ORLANDO, Fla., June 26 (UPI) — Two astronauts concluded a spacewalk Friday outside the International Space Station and installed a second of six new solar arrays that will boost the orbiting laboratory’s electrical power supply.
Shane Kimbrough and Thomas Pesquet exited the space station about 8 a.m. EDT. They successfully mounted and rolled out a 60-foot-long solar array, known as iROSA or International Space Station Roll-Out Solar Array. The spacewalk concluded after 6 hours, 45 minutes.
“It is looking great and we are getting good power from the solar array so we have a lot of happy faces down here. Well done, both of you!” spacewalk communicator and Canadian astronaut Jenni Sidey said while monitoring the event from Houston during the spacewalk.

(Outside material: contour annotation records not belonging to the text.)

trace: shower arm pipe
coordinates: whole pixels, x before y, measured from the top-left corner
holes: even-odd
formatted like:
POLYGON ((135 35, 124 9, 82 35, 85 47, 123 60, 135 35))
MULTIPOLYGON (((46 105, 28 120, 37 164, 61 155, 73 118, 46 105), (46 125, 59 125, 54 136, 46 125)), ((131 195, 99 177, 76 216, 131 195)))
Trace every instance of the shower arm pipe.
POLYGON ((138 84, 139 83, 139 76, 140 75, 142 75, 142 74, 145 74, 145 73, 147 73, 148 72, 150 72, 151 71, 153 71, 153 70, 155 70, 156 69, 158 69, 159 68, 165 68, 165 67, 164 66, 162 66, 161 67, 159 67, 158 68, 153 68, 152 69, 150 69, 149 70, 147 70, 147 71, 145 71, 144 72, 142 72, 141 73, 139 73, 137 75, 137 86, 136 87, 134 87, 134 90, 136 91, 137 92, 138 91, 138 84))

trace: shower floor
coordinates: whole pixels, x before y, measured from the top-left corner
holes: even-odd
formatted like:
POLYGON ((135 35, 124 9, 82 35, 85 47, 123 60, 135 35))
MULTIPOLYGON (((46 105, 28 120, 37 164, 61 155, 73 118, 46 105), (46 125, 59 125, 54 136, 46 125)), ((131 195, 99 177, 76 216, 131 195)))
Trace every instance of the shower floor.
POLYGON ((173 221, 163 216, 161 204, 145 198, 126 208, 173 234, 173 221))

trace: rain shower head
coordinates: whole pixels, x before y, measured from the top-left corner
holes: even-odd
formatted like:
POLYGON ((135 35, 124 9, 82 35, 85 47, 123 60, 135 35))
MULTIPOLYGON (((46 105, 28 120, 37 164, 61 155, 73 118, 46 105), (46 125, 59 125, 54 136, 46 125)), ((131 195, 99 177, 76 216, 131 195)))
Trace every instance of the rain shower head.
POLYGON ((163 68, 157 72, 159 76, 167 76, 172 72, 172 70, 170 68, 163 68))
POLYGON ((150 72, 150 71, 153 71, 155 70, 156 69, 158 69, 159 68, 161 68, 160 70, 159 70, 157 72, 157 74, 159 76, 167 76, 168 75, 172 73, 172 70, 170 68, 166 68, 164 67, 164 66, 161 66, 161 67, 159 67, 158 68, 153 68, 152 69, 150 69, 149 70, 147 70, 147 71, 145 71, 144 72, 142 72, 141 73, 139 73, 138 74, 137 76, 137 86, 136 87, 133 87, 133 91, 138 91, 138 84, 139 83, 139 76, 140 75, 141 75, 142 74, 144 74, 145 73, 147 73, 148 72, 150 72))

Kimbrough is a NASA astronaut who on Friday completed his ninth career spacewalk, while Pesquet, a French astronaut with the European Space Agency, completed his fifth.
During part of the installation, Pesquet was strapped onto the end of a robotic crane, the Canadarm2, while NASA astronaut Megan MacArthur controlled the arm from inside the space station.
“Pesquet is being backed away from that location now, and he will get out of the foot restraint, and then join Kimbrough back … at the worksite to begin the process of mounting the array to the mounting bracket,” a NASA announcer said midway through the spacewalk.
The installation of such massive equipment, even in microgravity, requires using the Canadarm2 to anchor astronauts as they work.
The solar arrays arrived at the space station June 5 in a SpaceX Dragon cargo capsule, the 22nd such mission for the company.
The new iROSA solar arrays will augment massive existing arrays on the station.
NASA designed the existing solar arrays to last for 15 years. They’ve now been used for 20 years and are degrading, the space agency said.